Алексей Толстой оказался художником, весьма близким Гончарову по духу. Его лирика одухотворена вездеприсутствием Бога, которому поэт слагает радостные, светлые гимны. Даже любовная лирика Толстого проникнута мыслью о спасении человеческой души, о высшем смысле человеческой жизни. То, что Гончаров сошелся с ним в период завершения «Обрыва», весьма характерно. Думается, в разговорах о современном нигилизме у них находились серьезные точки соприкосновения.
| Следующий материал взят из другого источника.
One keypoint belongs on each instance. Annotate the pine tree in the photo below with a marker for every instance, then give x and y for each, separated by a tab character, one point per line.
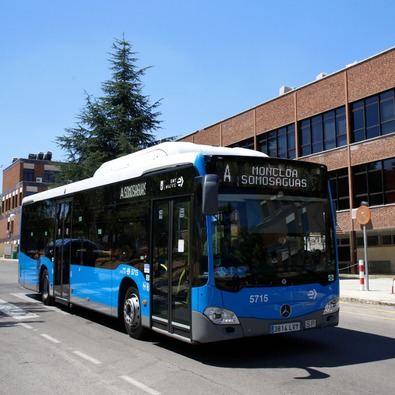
118	123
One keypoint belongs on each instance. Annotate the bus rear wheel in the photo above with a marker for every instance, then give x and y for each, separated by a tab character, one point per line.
44	288
132	313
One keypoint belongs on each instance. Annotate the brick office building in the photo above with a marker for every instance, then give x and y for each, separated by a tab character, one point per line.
22	178
345	120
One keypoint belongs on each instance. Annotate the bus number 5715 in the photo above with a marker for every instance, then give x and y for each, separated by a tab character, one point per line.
262	298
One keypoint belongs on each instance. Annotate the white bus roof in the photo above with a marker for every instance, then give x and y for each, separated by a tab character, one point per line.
164	155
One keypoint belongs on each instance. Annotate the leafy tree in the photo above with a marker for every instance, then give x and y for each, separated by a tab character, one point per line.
118	123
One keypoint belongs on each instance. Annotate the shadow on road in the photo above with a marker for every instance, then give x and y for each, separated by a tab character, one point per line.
332	347
311	351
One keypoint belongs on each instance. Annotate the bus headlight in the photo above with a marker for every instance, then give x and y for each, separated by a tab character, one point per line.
221	316
332	306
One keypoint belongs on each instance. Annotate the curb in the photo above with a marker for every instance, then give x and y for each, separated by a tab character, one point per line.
366	301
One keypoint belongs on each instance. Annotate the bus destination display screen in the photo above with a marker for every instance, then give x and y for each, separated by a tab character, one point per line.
268	174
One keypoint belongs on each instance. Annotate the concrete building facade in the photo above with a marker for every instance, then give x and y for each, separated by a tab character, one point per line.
345	120
22	178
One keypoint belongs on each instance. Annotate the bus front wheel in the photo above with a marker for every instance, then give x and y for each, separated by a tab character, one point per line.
132	313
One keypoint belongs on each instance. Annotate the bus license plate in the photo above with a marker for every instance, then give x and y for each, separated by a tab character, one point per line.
288	327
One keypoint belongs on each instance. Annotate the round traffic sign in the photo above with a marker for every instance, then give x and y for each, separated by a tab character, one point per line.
363	215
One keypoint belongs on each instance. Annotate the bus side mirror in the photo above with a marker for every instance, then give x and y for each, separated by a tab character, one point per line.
210	194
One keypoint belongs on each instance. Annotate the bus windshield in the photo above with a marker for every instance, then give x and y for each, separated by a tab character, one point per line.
267	240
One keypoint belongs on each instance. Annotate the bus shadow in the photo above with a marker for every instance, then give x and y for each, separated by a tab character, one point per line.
334	347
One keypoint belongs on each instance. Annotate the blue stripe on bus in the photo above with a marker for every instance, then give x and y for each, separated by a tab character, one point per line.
97	285
101	286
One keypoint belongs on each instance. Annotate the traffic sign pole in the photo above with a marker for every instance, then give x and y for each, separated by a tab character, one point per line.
365	255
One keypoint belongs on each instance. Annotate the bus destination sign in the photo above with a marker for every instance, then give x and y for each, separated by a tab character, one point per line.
270	174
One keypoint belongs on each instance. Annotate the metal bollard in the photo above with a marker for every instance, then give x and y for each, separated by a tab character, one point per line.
361	266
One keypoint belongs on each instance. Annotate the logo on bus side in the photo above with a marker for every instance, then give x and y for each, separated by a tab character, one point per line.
132	191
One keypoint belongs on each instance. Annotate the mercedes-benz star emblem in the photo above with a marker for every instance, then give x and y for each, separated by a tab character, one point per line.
285	310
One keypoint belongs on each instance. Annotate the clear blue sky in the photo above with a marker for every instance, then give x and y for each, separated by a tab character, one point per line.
210	59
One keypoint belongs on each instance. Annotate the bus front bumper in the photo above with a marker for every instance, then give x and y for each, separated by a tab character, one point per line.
204	331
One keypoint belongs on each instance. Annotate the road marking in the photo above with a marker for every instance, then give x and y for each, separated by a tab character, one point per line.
142	386
14	311
23	296
27	326
50	338
375	317
87	357
349	306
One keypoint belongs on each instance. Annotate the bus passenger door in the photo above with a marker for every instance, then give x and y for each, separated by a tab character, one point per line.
62	251
171	259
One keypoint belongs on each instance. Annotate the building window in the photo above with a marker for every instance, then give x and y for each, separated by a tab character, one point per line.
28	175
279	143
339	186
389	180
374	182
247	143
49	176
373	116
368	184
322	132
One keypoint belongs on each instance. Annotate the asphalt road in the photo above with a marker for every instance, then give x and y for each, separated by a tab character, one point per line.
54	350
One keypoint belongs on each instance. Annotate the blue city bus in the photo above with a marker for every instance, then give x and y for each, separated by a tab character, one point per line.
196	242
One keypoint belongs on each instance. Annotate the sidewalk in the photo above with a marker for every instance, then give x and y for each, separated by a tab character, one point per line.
379	291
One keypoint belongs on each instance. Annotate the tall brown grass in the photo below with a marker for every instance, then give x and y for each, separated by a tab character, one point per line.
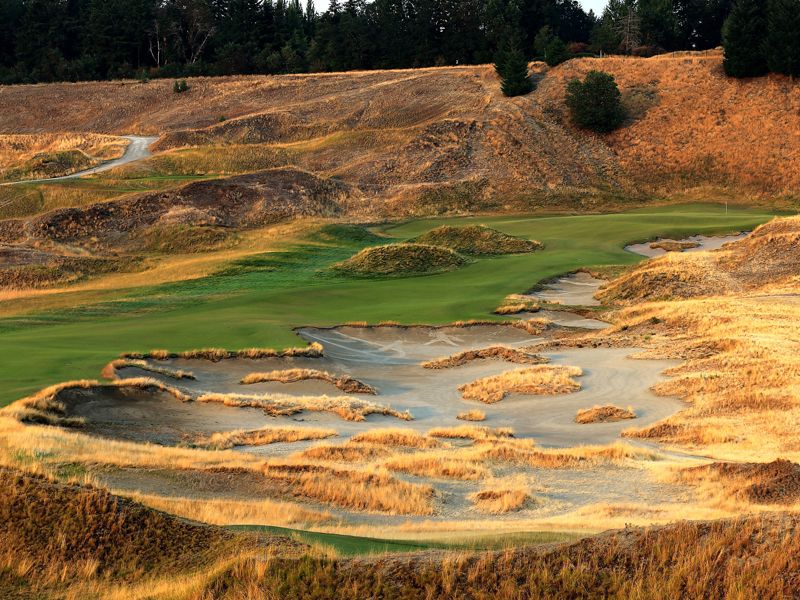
347	407
539	380
346	383
260	437
492	352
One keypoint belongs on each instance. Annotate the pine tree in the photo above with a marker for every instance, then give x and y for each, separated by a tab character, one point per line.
595	103
743	38
512	67
782	47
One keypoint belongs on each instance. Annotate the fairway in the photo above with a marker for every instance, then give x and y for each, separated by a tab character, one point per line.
258	301
352	545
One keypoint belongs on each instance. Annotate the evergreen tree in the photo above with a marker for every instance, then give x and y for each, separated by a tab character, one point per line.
783	37
512	67
743	37
595	103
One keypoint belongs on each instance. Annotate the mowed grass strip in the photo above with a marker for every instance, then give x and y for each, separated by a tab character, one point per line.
258	302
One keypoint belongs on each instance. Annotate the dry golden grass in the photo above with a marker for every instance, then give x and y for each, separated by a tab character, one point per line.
539	380
347	407
260	437
393	437
313	350
232	512
517	303
375	491
492	352
45	406
110	370
674	246
499	496
604	414
344	453
437	465
346	383
17	149
472	415
471	432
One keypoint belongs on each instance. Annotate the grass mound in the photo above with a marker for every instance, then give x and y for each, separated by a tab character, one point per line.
344	233
83	531
399	260
477	240
604	414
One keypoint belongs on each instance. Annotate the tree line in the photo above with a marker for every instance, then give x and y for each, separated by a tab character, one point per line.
52	40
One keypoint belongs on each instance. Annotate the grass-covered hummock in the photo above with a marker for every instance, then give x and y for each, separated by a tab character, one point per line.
477	240
399	260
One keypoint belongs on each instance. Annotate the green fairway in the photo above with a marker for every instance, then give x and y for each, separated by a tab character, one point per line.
257	301
350	545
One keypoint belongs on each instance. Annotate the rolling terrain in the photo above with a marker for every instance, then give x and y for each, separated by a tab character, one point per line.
481	369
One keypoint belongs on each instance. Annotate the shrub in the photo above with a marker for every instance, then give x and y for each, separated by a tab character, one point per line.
595	103
512	68
550	46
180	86
743	39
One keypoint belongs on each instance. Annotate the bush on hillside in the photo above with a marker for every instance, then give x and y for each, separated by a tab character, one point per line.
400	259
512	67
477	240
595	103
743	39
550	46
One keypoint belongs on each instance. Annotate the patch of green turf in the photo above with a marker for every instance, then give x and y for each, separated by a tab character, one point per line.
257	301
350	545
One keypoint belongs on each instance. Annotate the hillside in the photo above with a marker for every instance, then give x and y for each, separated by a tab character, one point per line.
443	138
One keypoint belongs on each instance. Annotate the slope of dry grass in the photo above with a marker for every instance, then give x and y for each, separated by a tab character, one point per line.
539	380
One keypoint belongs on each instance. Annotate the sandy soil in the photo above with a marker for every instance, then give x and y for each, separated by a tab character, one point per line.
575	289
706	243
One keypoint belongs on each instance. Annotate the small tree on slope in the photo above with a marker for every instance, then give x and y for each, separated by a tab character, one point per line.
595	103
743	37
782	47
512	68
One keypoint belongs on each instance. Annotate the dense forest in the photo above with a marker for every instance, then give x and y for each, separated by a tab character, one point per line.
52	40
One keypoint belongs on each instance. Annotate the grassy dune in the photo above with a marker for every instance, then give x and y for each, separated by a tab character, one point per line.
256	301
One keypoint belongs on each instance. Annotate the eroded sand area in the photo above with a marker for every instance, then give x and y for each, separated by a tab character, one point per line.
527	461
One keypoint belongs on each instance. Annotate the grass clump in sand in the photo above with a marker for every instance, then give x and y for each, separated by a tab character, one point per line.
499	496
347	407
673	246
539	380
516	303
395	437
110	370
399	260
225	440
477	240
604	414
472	415
345	383
492	352
471	432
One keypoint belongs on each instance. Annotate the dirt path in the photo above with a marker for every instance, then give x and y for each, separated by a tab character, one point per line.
138	149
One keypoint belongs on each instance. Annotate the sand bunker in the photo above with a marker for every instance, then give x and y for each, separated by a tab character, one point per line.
575	289
694	243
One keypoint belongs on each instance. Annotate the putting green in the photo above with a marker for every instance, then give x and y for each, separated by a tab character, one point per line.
257	301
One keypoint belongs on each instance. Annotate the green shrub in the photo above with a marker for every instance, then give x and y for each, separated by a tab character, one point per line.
595	103
180	86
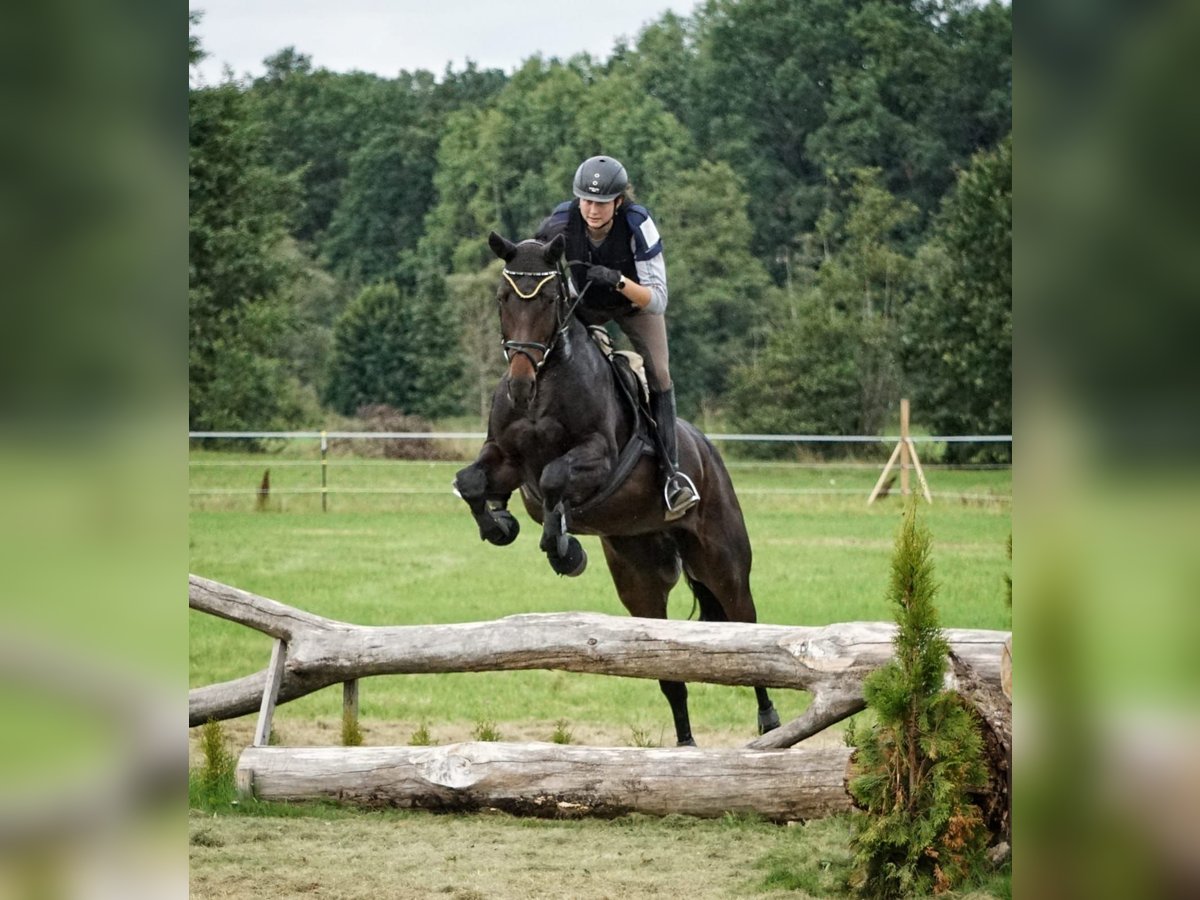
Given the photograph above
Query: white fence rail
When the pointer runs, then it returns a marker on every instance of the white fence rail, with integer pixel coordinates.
(840, 474)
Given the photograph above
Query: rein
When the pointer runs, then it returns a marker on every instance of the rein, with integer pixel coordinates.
(562, 319)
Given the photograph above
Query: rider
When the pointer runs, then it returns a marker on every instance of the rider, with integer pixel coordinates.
(615, 256)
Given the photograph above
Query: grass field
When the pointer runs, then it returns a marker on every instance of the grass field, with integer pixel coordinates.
(397, 547)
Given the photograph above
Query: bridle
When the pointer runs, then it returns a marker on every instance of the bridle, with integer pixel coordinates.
(563, 315)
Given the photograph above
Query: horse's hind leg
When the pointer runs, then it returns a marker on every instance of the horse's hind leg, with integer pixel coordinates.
(719, 575)
(645, 569)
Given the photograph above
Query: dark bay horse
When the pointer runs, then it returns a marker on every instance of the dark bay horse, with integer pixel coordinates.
(557, 432)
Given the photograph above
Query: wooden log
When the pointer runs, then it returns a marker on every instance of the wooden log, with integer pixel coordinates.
(553, 780)
(829, 660)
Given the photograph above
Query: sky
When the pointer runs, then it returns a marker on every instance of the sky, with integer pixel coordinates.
(385, 37)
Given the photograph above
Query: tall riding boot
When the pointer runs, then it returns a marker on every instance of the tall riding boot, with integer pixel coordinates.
(679, 491)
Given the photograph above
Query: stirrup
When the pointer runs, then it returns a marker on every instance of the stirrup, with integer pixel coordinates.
(682, 498)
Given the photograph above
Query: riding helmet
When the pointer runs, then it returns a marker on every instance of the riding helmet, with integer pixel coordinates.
(600, 178)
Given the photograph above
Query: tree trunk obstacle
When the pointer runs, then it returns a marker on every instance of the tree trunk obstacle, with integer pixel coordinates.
(313, 652)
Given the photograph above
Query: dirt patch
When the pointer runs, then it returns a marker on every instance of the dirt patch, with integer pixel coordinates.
(480, 856)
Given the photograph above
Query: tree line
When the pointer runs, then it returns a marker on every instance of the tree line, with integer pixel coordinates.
(832, 179)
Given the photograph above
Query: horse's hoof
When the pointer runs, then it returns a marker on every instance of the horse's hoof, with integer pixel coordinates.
(768, 720)
(573, 562)
(504, 528)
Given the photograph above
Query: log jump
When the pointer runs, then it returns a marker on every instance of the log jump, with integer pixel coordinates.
(313, 652)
А. Толстой, в свою очередь, активно переживает за судьбу гончаровского романа. 24 ноября Гончаров получает письмо от А. К. и С. А. Толстых. В письме выражено одобрительное отношение к работе над подготовкой романа «Обрыв» к печати. Более того, Алексей Толстой так или иначе поучаствовал в работе над гончаровским романом. Гончаров — очевидно, с согласия или даже по предложению поэта — поместил в 5-й части «Обрыва» его перевод стихотворения Гейне:

Довольно! Пора мне забыть этот вздор!
Пора воротиться к рассудку!
Довольно с тобой, как искусный актер,
Я драму разыгрывал в шутку.
Расписаны были кулисы пестро,
Я так декламировал страстно;
И мантии блеск, и на шляпе перо,
И чувство — все было прекрасно!
Теперь же, хоть бросил я это тряпьё,
Хоть нет театрального хламу,
Все так же болит ещё сердце моё,
Как будто играю я драму.
И что за поддельную боль я считал,
То боль оказалась живая —
О Боже, я раненный насмерть — играл,
Гладиатора смерть представляя!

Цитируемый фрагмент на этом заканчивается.